Aerial photo of Western Front trenches.
What the battlefield would come to look like is almost impossible to describe with just words. The landscape, especially the so-called “no man’s land” in the middle of the opposing trenches, would look more akin to the face of Mars than the European countryside. Trees, bushes, and shrubs would be long gone from the consistent shelling, and craters pocketed the entire landscape. Rainfall made everything wet and muddy — the trenches were muddy, no man’s land was muddy, and even the shell craters were often filled with a stagnant, watery sludge that was sometimes deep enough to drown men. Barbed wire was set everywhere, especially as you approached the trench lines.
British wounded before being taken to a hospital.
Bodies lay everywhere between the trenches. With it being nearly impossible to collect the dead and wounded from previous failed assaults, lest you too be cut down by a machine gun, the cries of the abandoned echoed across no man’s land while the rotting corpses were strewn about as far as the eye could see. The putrid stench from the mud and the rot would have been inescapable.
With this being said, a typical trench assault went something like this: An artillery barrage would commence, with the intent of softening up the enemy defenses such as barbed wire, machine gun emplacements, and enemy manpower. After the artillery finished, wave after wave of infantry would go up and over the top of their trench, into “no man’s land,” and charge out in the open towards the enemy.
No man’s land.
Hundreds and hundreds of men would fall to the left and right of you, that is if you were lucky enough to remain alive on the approach to the enemy lines. Most assaults failed here. There often weren’t enough survivors to make an effective trench assault, and by this point, those few who remained would do their best to retreat to their lines. If enough men made it to the trench, rifles would start to fire, and grenades would be thrown.
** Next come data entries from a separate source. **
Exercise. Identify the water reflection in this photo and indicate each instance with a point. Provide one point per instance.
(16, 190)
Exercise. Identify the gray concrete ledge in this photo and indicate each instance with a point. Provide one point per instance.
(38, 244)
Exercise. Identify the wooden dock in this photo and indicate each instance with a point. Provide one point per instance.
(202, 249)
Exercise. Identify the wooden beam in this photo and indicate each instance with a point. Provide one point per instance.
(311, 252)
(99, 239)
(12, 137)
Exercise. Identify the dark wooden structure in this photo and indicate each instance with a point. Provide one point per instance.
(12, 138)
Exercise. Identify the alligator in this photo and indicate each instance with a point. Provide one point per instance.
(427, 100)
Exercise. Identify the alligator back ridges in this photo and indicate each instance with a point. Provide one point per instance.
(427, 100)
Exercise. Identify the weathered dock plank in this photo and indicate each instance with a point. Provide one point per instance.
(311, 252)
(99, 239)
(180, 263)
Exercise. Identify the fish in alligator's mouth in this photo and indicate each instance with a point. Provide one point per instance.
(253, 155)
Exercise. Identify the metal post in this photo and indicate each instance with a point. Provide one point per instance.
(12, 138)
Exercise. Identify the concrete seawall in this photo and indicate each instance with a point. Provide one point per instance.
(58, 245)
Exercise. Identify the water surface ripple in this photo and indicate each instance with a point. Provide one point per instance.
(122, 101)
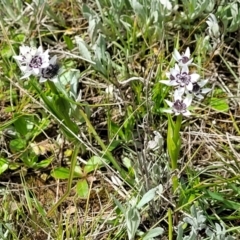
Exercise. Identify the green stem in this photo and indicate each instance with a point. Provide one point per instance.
(170, 227)
(177, 142)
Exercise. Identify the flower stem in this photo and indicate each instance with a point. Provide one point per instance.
(177, 142)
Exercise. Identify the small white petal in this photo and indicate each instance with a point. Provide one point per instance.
(41, 80)
(194, 77)
(35, 71)
(55, 79)
(185, 68)
(199, 96)
(152, 144)
(189, 86)
(26, 75)
(167, 110)
(202, 83)
(45, 65)
(169, 82)
(188, 100)
(178, 94)
(53, 60)
(19, 58)
(205, 90)
(187, 113)
(170, 104)
(176, 55)
(187, 52)
(23, 68)
(39, 50)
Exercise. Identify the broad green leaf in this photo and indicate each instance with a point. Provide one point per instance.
(83, 48)
(60, 173)
(82, 188)
(63, 173)
(6, 51)
(133, 220)
(93, 163)
(219, 104)
(3, 165)
(68, 42)
(17, 145)
(43, 163)
(147, 197)
(153, 233)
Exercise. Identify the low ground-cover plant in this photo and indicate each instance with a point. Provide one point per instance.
(85, 99)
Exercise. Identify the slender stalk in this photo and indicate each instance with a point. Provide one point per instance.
(170, 227)
(175, 156)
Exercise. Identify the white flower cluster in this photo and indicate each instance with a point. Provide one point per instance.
(36, 62)
(184, 83)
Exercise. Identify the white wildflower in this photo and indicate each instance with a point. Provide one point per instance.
(184, 59)
(32, 60)
(179, 106)
(181, 78)
(51, 72)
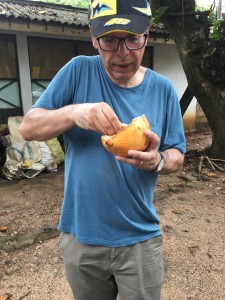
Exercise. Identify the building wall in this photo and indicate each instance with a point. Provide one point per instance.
(167, 62)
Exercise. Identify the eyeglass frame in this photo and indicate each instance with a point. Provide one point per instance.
(122, 40)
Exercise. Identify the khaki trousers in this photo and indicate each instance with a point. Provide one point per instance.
(133, 272)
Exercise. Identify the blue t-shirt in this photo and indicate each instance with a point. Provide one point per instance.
(107, 202)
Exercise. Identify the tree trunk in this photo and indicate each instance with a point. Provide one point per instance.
(185, 100)
(205, 72)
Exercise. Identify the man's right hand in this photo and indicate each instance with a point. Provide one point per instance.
(96, 116)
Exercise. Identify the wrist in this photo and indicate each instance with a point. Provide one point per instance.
(160, 164)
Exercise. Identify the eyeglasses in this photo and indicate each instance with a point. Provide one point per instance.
(111, 43)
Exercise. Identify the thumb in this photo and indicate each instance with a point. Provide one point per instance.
(153, 140)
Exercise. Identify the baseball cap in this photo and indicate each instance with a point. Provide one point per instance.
(107, 16)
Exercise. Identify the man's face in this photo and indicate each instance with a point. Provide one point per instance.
(122, 64)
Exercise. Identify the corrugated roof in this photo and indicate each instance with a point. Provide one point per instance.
(43, 12)
(31, 11)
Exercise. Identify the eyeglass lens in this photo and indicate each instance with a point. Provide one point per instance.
(108, 43)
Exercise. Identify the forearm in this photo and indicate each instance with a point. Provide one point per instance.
(42, 124)
(174, 160)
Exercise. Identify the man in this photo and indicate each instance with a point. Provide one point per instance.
(110, 234)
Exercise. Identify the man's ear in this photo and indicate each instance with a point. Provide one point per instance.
(94, 41)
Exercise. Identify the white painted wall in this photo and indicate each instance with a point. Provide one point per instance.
(167, 62)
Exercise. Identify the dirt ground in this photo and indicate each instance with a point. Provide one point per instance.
(192, 213)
If the enemy still refused to give up, the result would be ferocious hand-to-hand combat. Bayonets, spades, knives, rifle butts, and even the occasional makeshift club were all used as melee weapons to cut, chop, stab, or bludgeon anyone in the way. If the enemy was successfully driven out, only a few hundred yards of ground was captured at the cost of thousands of men — One of the worst benefit-to-cost ratios in history.
German soldiers attempting to cross no man’s land.
This same process went on… for almost four years straight. There’s a reason it is given the name “The War to End All Wars.” It was apocalyptic. It was on a massive never-before-seen scale. To see so many men die in a nightmarish hellscape over much of the same ground left those on the frontlines who were still alive hopeless. Many never expected to return to their homes. Most didn’t. World War I is often regarded as one of history’s biggest tragedies because it cost the lives of so many to the benefit of almost no one. It would set the stage for a far larger and even more deadly global conflict.